World energy crisis would be even worse without China’s rainy season
As bad as the world’s energy crisis has been this year, it would been much worse without a wetter-than-usual start to China’s rainy season.
While heavy downpours in southern China have been a public safety crisis, closing schools and causing fatalities, they’ve also led to reduced air-conditioning demand and surging hydropower generation. Both have lessened the need for fossil fuels, allowing the world’s biggest coal and gas importer to cut purchases and leave more supply for other energy-starved nations.
Hydro is still China’s biggest carbon-free energy resource, accounting for about as much power as solar, wind and nuclear combined, although growth has flattened as topography limits expansion.
Hydropower generation through the end of May rose 18% from last year as rains filled reservoirs and two massive projects along tributaries of the Yangtze River ramped up output. The additional power would have consumed about 27 million tons of coal if it had come from thermal plants, based on data from the US Energy Information Administration.

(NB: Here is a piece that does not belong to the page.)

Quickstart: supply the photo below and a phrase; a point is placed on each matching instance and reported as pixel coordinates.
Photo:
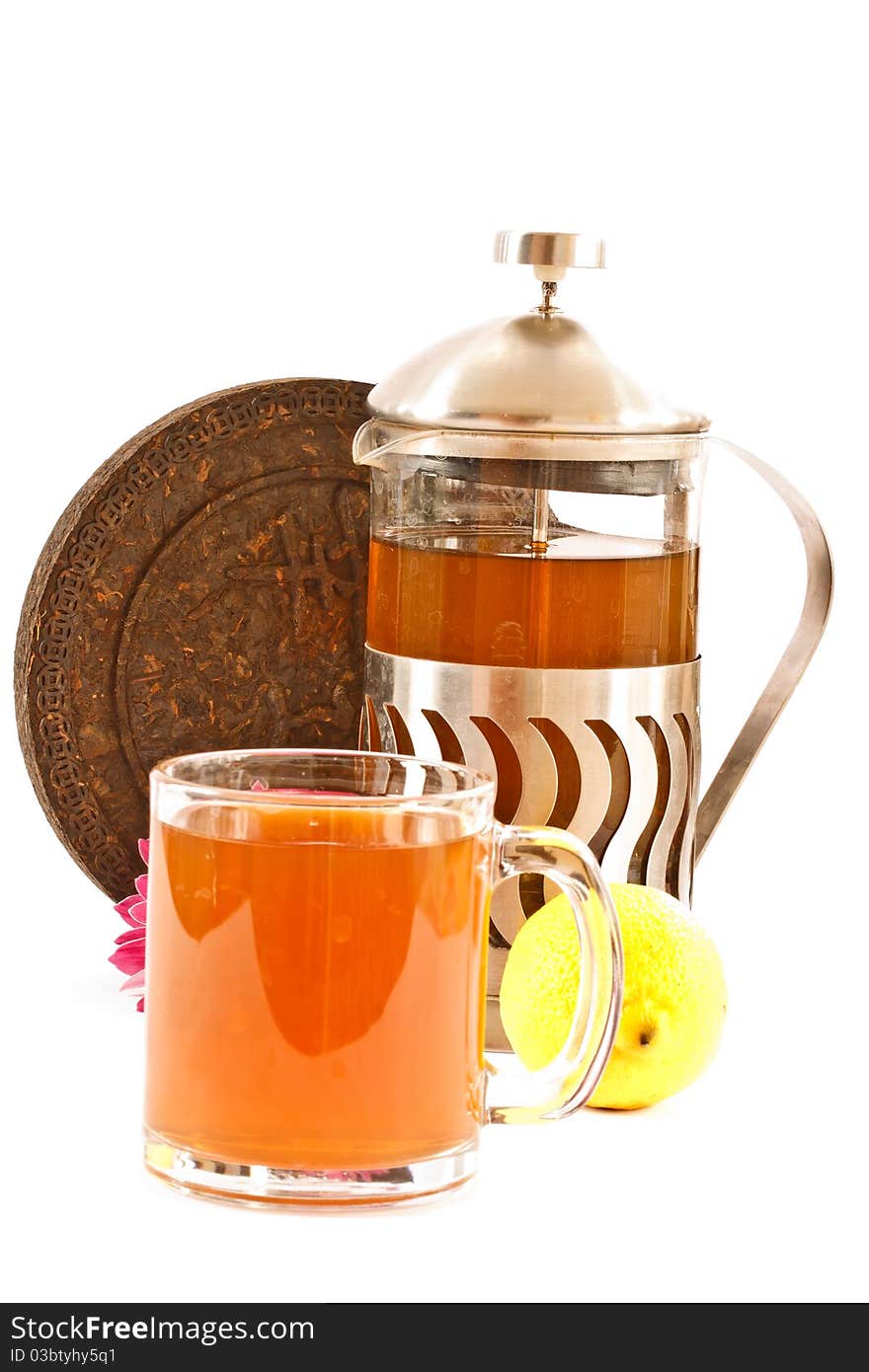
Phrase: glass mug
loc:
(316, 974)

At the same time, rains helped keep temperatures cool in southern China, where intense heat in May and June last year contributed to a coal shortage that forced local governments to cut off power to factories. This May, the economic powerhouse of Guangdong province saw power consumption drop 15% from the previous year, saving about 4.6 million tons of coal.
Alongside stringent virus restrictions in Shanghai and northern China, the rains have helped suppress fossil fuel usage so that thermal power generation recorded a 3.5% annual drop through the end of May, the worst annual performance for the first five months since 2016. That’s cut imports of coal by 14% and liquefied natural gas by 20%, just as international prices have soared after Russia invaded Ukraine.
And there’s no telling where global prices would be without that reduction. China has demonstrated it’s willing to stump up whatever it takes for energy security, and officials are taking the same line this year with promises that factories won’t face the same curtailments that struck last summer and fall.